When events like Silicon Valley Bank (SVB) and Signature Bank happen, it’s natural to wonder how a bank safeguards your funds. Fortunately, the Federal Deposit Insurance Corporation (FDIC) insurance was designed for this very reason: to help protect your funds once deposited.
The FDIC is an independent government agency that protects bank depositors from the loss of uninsured deposits at an FDIC-insured bank. This organization oversees FDIC deposit insurance, which protects bank customers if an FDIC-insured institution fails. In other words, FDIC insures your money at the bank.

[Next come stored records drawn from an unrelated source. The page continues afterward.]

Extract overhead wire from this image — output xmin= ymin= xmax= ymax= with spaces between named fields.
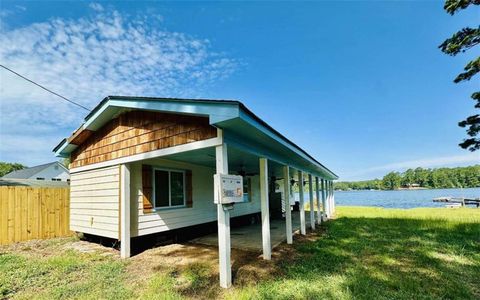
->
xmin=0 ymin=64 xmax=91 ymax=111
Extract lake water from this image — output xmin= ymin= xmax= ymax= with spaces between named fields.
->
xmin=296 ymin=188 xmax=480 ymax=209
xmin=334 ymin=188 xmax=480 ymax=208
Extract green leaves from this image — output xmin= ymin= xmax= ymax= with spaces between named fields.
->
xmin=0 ymin=162 xmax=27 ymax=177
xmin=382 ymin=172 xmax=402 ymax=190
xmin=441 ymin=0 xmax=480 ymax=151
xmin=439 ymin=27 xmax=480 ymax=56
xmin=454 ymin=57 xmax=480 ymax=83
xmin=443 ymin=0 xmax=480 ymax=15
xmin=458 ymin=114 xmax=480 ymax=151
xmin=336 ymin=165 xmax=480 ymax=190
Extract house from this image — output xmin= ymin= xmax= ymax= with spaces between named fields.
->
xmin=2 ymin=161 xmax=69 ymax=182
xmin=53 ymin=96 xmax=338 ymax=288
xmin=0 ymin=178 xmax=69 ymax=187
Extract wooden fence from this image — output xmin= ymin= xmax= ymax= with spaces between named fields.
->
xmin=0 ymin=186 xmax=71 ymax=245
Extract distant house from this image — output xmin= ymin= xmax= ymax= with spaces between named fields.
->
xmin=2 ymin=161 xmax=69 ymax=182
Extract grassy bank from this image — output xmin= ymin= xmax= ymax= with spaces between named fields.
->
xmin=229 ymin=207 xmax=480 ymax=299
xmin=1 ymin=207 xmax=479 ymax=299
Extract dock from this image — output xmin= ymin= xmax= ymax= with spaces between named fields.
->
xmin=433 ymin=197 xmax=480 ymax=207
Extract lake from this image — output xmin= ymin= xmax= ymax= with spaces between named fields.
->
xmin=334 ymin=188 xmax=480 ymax=208
xmin=296 ymin=187 xmax=480 ymax=209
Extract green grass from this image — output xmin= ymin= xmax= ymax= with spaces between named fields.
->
xmin=0 ymin=249 xmax=133 ymax=299
xmin=1 ymin=207 xmax=479 ymax=299
xmin=230 ymin=206 xmax=480 ymax=300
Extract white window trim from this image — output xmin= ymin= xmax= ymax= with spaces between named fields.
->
xmin=152 ymin=167 xmax=187 ymax=210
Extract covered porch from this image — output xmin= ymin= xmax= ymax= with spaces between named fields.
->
xmin=193 ymin=211 xmax=314 ymax=252
xmin=119 ymin=131 xmax=337 ymax=288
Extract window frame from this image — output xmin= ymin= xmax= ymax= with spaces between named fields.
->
xmin=152 ymin=167 xmax=187 ymax=210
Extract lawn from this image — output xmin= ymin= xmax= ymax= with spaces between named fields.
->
xmin=1 ymin=207 xmax=479 ymax=299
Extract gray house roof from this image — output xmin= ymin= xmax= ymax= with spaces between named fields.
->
xmin=0 ymin=178 xmax=69 ymax=187
xmin=2 ymin=162 xmax=68 ymax=179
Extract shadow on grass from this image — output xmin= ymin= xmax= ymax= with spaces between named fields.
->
xmin=258 ymin=216 xmax=480 ymax=300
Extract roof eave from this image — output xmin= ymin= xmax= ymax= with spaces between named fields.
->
xmin=53 ymin=96 xmax=338 ymax=179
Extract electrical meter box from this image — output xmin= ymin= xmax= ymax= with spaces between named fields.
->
xmin=214 ymin=174 xmax=244 ymax=204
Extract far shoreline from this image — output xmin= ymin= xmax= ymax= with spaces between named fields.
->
xmin=335 ymin=186 xmax=480 ymax=192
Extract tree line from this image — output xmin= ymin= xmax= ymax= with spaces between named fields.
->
xmin=335 ymin=165 xmax=480 ymax=191
xmin=0 ymin=162 xmax=27 ymax=177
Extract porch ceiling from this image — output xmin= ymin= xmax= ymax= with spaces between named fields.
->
xmin=219 ymin=119 xmax=334 ymax=179
xmin=162 ymin=145 xmax=303 ymax=180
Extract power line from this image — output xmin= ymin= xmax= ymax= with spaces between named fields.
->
xmin=0 ymin=64 xmax=91 ymax=111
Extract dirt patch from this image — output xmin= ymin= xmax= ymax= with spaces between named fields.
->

In the event of a bank failure, the FDIC provides depositors with an insurance payout of up to $250,000 per depositor, per institution, and per ownership category. If your bank is an FDIC-insured institution, you don’t need to apply for FDIC insurance because coverage is automatic.
With SVB and Signature Bank, banking regulators took the extraordinary step of designating both banks as systemic risks to the financial system, giving regulators flexibility to backstop the uninsured deposits. Regulators hoped that by protecting these deposits, they would bolster confidence in the banking system.
We expect the government’s quick actions will boost trust in the banking system, yet these events may have an impact on longer-term economic growth. I’m keeping a close watch on the situation and plan to provide you with additional updates as the situation evolves.